L’Éthiopie a dénoncé comme infondées devant l’Assemblée générale des Nations Unies les accusations formulées par l’Égypte au sujet du Grand barrage de la Renaissance. - ENA Français
L’Éthiopie a dénoncé comme infondées devant l’Assemblée générale des Nations Unies les accusations formulées par l’Égypte au sujet du Grand barrage de la Renaissance.
Addis-Abeba, le 28 septembre 2025 (ENA) : - L’Éthiopie a rejeté avec fermeté, devant la 80ᵉ session de l’Assemblée générale des Nations Unies, les accusations jugées « infondées » formulées par l’Égypte au sujet du Grand barrage de la Renaissance (GERD).
Réagissant aux propos de la délégation égyptienne, l’Ambassadeur Yoseph Kassaye, représentant permanent adjoint de l’Éthiopie auprès de l’ONU, a exercé son droit de réponse.

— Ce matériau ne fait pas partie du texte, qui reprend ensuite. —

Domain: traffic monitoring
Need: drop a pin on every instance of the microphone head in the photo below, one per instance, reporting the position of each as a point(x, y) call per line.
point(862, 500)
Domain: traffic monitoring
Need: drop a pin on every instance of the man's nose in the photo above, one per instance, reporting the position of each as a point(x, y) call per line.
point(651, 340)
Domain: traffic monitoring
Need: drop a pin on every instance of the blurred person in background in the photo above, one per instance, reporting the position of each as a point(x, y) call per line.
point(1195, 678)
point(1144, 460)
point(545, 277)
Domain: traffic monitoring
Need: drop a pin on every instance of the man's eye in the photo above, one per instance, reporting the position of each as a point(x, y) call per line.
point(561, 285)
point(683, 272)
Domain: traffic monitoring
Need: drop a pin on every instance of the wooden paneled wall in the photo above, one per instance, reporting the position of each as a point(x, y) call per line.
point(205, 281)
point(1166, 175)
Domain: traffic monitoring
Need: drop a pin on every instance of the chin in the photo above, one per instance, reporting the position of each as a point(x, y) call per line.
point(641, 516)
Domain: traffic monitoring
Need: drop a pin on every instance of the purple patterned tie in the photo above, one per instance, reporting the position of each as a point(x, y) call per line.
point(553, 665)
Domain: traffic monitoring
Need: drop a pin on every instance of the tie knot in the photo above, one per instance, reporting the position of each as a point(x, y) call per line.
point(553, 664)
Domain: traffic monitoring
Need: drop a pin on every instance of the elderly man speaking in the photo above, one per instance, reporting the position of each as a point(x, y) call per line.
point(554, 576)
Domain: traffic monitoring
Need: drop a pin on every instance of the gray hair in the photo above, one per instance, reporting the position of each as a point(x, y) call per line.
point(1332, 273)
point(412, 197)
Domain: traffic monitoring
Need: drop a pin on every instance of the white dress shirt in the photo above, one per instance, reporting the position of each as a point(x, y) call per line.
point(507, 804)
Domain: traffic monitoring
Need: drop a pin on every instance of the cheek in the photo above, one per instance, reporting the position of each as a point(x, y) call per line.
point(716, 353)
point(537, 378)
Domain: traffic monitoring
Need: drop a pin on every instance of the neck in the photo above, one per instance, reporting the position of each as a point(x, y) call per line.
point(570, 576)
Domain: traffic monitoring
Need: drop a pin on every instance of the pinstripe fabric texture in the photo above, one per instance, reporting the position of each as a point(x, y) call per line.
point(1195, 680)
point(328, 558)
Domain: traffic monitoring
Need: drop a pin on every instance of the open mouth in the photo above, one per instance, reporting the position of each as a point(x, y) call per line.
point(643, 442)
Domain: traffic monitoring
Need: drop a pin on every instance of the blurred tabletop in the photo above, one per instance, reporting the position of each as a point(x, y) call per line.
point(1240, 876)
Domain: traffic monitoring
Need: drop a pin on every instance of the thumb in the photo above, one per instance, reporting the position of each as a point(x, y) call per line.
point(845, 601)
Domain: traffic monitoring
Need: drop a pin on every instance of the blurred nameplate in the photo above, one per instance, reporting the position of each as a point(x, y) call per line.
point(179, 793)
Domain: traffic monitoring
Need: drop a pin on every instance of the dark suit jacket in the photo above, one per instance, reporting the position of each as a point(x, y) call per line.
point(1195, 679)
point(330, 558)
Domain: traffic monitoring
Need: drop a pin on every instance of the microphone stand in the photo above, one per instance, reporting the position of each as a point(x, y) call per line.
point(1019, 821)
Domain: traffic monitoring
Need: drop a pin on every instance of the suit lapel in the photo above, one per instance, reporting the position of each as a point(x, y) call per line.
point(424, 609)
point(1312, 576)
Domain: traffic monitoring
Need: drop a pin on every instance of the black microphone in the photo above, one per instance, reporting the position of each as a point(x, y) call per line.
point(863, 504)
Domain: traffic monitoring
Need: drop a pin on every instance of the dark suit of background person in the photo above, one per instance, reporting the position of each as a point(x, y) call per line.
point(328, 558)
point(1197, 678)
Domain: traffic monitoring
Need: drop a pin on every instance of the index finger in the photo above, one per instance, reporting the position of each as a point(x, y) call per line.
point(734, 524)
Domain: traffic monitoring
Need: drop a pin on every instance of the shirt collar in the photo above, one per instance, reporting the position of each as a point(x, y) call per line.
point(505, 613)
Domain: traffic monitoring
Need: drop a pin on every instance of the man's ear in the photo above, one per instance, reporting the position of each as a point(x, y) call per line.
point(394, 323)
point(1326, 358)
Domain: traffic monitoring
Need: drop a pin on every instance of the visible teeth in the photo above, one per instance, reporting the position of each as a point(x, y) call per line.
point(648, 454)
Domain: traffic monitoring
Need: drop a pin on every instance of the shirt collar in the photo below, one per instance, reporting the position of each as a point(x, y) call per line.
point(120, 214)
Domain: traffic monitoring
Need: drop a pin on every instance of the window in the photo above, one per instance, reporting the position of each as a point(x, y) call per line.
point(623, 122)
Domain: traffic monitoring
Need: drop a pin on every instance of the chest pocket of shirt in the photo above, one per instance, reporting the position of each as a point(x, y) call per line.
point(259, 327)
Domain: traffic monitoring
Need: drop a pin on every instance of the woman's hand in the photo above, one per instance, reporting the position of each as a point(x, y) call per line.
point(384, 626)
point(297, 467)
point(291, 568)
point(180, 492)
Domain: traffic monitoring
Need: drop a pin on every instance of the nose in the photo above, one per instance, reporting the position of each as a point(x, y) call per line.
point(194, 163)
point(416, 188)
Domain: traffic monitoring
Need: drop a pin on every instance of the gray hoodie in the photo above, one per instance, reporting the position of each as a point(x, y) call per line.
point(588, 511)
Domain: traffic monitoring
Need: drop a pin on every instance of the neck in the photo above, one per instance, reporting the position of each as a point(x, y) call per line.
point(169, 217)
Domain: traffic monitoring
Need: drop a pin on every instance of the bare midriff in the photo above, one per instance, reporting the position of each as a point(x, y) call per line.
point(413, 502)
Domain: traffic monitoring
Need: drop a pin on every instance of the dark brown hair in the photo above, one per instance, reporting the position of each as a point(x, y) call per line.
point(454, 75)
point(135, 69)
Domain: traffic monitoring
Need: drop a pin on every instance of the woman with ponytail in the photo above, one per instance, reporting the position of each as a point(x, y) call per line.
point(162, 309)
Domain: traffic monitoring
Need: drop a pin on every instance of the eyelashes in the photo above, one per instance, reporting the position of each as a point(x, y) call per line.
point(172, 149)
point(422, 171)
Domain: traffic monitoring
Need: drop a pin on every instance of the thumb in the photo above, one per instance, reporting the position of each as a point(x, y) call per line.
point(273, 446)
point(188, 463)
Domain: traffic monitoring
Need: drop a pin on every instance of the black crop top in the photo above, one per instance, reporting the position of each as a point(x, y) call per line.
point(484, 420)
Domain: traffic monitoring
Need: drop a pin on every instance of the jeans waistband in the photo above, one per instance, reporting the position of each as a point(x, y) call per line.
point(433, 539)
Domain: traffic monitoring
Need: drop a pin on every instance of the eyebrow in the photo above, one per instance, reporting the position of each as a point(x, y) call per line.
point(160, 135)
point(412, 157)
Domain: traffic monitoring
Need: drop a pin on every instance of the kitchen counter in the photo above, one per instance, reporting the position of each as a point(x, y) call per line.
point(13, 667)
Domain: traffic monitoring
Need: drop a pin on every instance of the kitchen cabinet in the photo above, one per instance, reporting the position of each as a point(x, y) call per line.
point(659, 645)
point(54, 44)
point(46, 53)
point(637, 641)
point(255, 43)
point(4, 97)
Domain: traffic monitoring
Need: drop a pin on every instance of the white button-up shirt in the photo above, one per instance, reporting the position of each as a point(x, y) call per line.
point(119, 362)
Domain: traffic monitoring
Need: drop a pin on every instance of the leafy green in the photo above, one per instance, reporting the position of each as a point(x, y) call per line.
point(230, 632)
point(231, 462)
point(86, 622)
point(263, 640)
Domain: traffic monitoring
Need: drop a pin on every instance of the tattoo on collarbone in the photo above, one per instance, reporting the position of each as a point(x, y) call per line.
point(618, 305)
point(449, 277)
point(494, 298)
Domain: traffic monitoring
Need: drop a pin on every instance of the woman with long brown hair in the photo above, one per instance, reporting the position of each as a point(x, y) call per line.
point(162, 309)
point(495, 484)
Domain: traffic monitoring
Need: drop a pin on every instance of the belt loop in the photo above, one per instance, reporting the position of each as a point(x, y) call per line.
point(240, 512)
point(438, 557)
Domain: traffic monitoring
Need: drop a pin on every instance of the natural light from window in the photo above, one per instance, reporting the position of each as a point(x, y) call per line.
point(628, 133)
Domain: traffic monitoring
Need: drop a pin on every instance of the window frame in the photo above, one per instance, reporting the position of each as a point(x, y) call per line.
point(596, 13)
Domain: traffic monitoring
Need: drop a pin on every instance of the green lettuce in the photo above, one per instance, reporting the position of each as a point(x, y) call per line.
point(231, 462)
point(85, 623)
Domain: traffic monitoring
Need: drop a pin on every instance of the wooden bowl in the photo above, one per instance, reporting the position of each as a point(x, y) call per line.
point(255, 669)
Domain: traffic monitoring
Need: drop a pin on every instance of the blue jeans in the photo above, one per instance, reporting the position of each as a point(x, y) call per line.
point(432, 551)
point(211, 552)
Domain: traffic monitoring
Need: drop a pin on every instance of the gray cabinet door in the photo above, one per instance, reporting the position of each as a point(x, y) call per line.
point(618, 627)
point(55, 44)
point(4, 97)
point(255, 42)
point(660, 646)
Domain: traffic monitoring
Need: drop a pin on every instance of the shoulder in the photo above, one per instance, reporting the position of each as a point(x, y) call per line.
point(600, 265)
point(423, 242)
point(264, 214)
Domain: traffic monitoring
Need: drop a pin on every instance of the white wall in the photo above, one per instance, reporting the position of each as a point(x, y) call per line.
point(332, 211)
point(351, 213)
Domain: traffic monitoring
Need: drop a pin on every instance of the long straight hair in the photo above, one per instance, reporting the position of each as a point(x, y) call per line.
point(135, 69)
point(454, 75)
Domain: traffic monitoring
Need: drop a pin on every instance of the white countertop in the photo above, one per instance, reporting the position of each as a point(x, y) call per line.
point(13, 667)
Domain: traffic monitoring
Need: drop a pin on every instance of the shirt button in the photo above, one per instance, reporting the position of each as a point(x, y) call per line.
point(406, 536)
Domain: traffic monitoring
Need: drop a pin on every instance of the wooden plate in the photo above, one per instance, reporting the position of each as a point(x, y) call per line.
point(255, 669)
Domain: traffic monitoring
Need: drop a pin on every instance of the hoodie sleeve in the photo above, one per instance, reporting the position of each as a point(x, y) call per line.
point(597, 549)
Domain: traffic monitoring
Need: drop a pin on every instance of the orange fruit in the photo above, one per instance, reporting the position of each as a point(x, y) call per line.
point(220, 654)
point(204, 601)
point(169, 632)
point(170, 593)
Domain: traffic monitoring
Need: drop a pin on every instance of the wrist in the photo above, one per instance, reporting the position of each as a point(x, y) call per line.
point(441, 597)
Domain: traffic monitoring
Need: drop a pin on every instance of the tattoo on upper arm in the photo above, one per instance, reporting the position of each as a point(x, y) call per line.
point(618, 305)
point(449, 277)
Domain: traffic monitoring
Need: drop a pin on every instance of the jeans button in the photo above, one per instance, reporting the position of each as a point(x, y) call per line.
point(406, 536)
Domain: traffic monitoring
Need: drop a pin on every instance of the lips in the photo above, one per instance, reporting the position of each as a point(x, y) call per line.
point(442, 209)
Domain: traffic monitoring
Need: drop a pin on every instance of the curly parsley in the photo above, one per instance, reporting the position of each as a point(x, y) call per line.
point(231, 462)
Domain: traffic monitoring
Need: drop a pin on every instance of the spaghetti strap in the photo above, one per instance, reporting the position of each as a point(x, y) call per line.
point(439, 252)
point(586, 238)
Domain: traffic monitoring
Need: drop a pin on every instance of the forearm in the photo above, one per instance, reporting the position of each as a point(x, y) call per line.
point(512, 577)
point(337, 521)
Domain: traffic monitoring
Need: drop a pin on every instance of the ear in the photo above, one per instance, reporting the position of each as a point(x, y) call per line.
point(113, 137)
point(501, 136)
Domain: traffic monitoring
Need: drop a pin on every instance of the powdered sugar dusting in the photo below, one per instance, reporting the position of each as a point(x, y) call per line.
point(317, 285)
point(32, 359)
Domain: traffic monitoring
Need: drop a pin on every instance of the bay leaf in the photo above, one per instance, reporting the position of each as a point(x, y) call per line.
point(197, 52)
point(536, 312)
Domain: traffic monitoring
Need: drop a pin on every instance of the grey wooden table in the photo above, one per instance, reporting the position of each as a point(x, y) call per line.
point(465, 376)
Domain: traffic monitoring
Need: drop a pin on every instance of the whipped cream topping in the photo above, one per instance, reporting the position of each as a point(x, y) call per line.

Il a rappelé que ces mêmes allégations avaient été relayées au Conseil de sécurité, bien qu’elles soient, selon lui, « trompeuses et sans fondement ».
L’ambassadeur a souligné que l’Éthiopie a toujours répondu par la vérité, les principes et le droit international.
Il a mis en contraste l’approche éthiopienne, axée sur la coopération et l’utilisation équitable du Nil, avec l’attitude de l’Égypte, fondée sur la revendication de « droits historiques » hérités de traités coloniaux qui ont exclu les autres pays riverains.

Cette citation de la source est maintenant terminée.